【激痛に耐えても筋膜は1ミリも剥がれない?】科学が暴いた筋膜リリースの真実

2026.08.07

【激痛に耐えても筋膜は1ミリも剥がれない?】科学が暴いた筋膜リリースの真実

筋膜リリース

筋膜リリース

 

第1章 痛みに耐えてゴリゴリ解す「筋膜リリース」の大きな誤解

テレビやSNSで話題の筋膜リリース。硬くなった筋膜を剥がしてコリを解消しようと、痛みを我慢して固いローラーを体に叩きつけたり、強い力で押しつぶしたりしていませんか。「痛いほど効いている」「これで筋膜の癒着がバリバリと剥がれているんだ」と信じているなら、今すぐその手を止めてください。実は、外部からの物理的な圧力によって筋膜が剥がれたり伸びたりすることはありません。あなたが耐えているその激痛は、ただ皮膚や筋肉の組織を傷つけているだけの可能性が高いのです。

第2章 衝撃の事実!筋膜を1パーセント変形させるには車の重さが必要

なぜ物理的に剥がれないと言い切れるのでしょうか。その強力な根拠となるのが、ニュージャージー理工科大学のチャウドリー博士らが行った生物力学の研究です。この研究では、人間の太ももにある頑丈な「大腿筋膜」や足の裏の「足底筋膜」をわずか1パーセント変形(引き伸ばし・圧縮)させるためにどれくらいの力が必要かを3次元モデルで算出しました。その結果、必要な圧力はなんと約900キログラム以上。つまり、軽自動車がそのまま乗っかるレベルの圧倒的な重量がかからなければ、筋膜という組織は物理的に形を変えないことが科学的に証明されたのです。人間の手技や市販のローラーの圧力程度では、筋膜の形は1ミリも変わりません。

第3章 なぜ体が楽になるのか?答えは「筋膜」ではなく「脳」にあった

では、なぜローラーで圧迫した後に「体が軽くなった」「柔軟性が上がった」と感じるのでしょうか。筋膜が剥がれていないのに効果が出る理由は、筋膜そのものの構造変化ではなく「神経系」の反応にあります。筋膜や皮膚の表面には、圧力を感知するメカノレセプター(機械受容器)と呼ばれる神経センサーが無数に存在します。ローラーなどで適切な刺激を与えると、このセンサーが脳へシグナルを送り、脳が「この部位の緊張を緩めても安全だ」と判断して筋肉への収縮命令を解除するのです。さらに、圧迫とその後の解放によって一酸化窒素が分泌され、局所の血流が急速に改善します。つまり、解けているのは固まった筋膜ではなく「脳と神経の過剰な警戒アラーム」だったのです。
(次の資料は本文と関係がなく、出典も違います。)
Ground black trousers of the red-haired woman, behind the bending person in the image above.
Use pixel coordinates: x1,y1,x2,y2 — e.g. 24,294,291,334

第4章 激痛は逆効果!今日から試せる科学的に正しい緩め方

このメカニズムを知れば、激痛に耐えるアプローチがいかに危険かが分かります。強い痛みを覚えると、脳は逆に「身体が攻撃されている」と認識し、防御反応として筋肉をさらに硬直させてしまいます。筋膜リリースで真の効果を得るための正しい方法は「痛気持ちいい」と感じる弱めの圧力を、1箇所につき20秒から30秒ほど、じわーっと優しく維持することです。圧力を通して脳にリラックスの信号を届け、血流を促すことこそが、体の柔軟性と快適さを取り戻す唯一の科学的アプローチです。今日からは痛みを我慢するのをやめ、脳を安心して緩ませるスマートなケアに切り替えましょう。

・根拠論文:Chaudhry H, et al. (2008) “Three-dimensional mathematical model for deformation of human fasciae in manual therapy” J Am Osteopath Assoc.